There are a lot of eyes on Tesla’s financial situation right now as the company insists it doesn’t plan to raise more money this year and instead, it plans to turn a profit.

Now the company extended its $1.1 billion warehouse loan agreement, which finances the company’s leasing program.

Tesla filed the update with the SEC yesterday.

The updated agreement will enable Tesla to have access to the $1.1 billion warehouse loan agreement for another year.

They wrote in the filing:

On August 16, 2018, certain subsidiaries of Tesla, Inc. (“Tesla”) that are respectively parties to (i) an Amended and Restated Loan and Security Agreement (the “A&R 2016 Warehouse Agreement”) and (ii) a Loan and Security Agreement (the “2017 Warehouse Agreement,” and together with the A&R 2016 Warehouse Agreement, the “Warehouse Agreements”), each dated August 17, 2017 with Deutsche Bank AG, New York Branch as administrative agent and the other parties named therein, entered into an amendment to each of the Warehouse Agreements (together, the “Amendments”).
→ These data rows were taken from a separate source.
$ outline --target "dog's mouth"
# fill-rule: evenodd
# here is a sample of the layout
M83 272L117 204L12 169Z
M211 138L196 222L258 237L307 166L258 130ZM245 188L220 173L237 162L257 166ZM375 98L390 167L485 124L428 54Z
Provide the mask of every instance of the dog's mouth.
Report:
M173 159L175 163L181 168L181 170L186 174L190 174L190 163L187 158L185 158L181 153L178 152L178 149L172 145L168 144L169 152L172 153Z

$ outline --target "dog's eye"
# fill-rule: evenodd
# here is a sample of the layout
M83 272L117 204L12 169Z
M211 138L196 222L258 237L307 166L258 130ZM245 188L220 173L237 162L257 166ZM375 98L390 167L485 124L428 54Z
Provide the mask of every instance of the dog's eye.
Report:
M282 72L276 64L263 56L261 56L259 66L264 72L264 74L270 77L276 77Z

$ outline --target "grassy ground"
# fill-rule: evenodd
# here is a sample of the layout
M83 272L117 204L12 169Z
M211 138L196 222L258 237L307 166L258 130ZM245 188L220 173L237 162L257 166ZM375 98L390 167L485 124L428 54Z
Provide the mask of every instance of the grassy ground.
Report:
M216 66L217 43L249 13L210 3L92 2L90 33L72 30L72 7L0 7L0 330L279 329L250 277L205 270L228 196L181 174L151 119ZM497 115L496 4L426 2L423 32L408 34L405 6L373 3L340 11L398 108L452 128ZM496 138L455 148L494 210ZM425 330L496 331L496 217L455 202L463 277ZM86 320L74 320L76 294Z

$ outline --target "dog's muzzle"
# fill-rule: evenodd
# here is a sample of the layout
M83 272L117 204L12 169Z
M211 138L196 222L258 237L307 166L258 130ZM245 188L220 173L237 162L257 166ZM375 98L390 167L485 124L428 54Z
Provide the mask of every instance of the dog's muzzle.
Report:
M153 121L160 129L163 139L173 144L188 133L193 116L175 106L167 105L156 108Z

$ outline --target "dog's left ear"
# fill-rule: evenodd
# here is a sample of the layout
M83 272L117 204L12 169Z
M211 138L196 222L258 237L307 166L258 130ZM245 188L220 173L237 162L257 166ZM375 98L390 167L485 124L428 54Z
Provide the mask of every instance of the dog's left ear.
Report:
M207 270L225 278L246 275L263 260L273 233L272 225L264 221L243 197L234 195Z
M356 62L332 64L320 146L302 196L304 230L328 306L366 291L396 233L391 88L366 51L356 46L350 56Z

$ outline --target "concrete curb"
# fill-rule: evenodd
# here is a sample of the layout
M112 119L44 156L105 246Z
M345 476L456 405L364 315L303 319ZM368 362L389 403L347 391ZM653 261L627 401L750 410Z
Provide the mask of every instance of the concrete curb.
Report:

Among other changes, the Amendments extended the borrowing availability date under the Warehouse Agreements from August 17, 2018 to August 16, 2019 and extended the maturity date of the Warehouse Agreements from September 2019 to September 2020. The aggregate lender commitment, which is shared between the Warehouse Agreements, remains unchanged at $1.1 billion.

Last year, Tesla increased its borrowing capacity under the agreement by $500 million.

The agreement has been financing Tesla’s lease program, which has become increasingly important in recent years.

Model 3 is still not available under Tesla’s lease program since it would increase Tesla cash needs, which the company is trying to limit as it attempts to become profitable by the end of the year.

Back in June, Elon Musk said that Tesla will start offering Model 3 leases in ‘6 to 9 months’.

Tesla lost over $700 million last quarter. The automaker still had over $2.2 billion in cash and cash equivalent, but it also had about $10 billion in long-term debt.

Musk wants to turn things around during the second half of the year by turning a profit.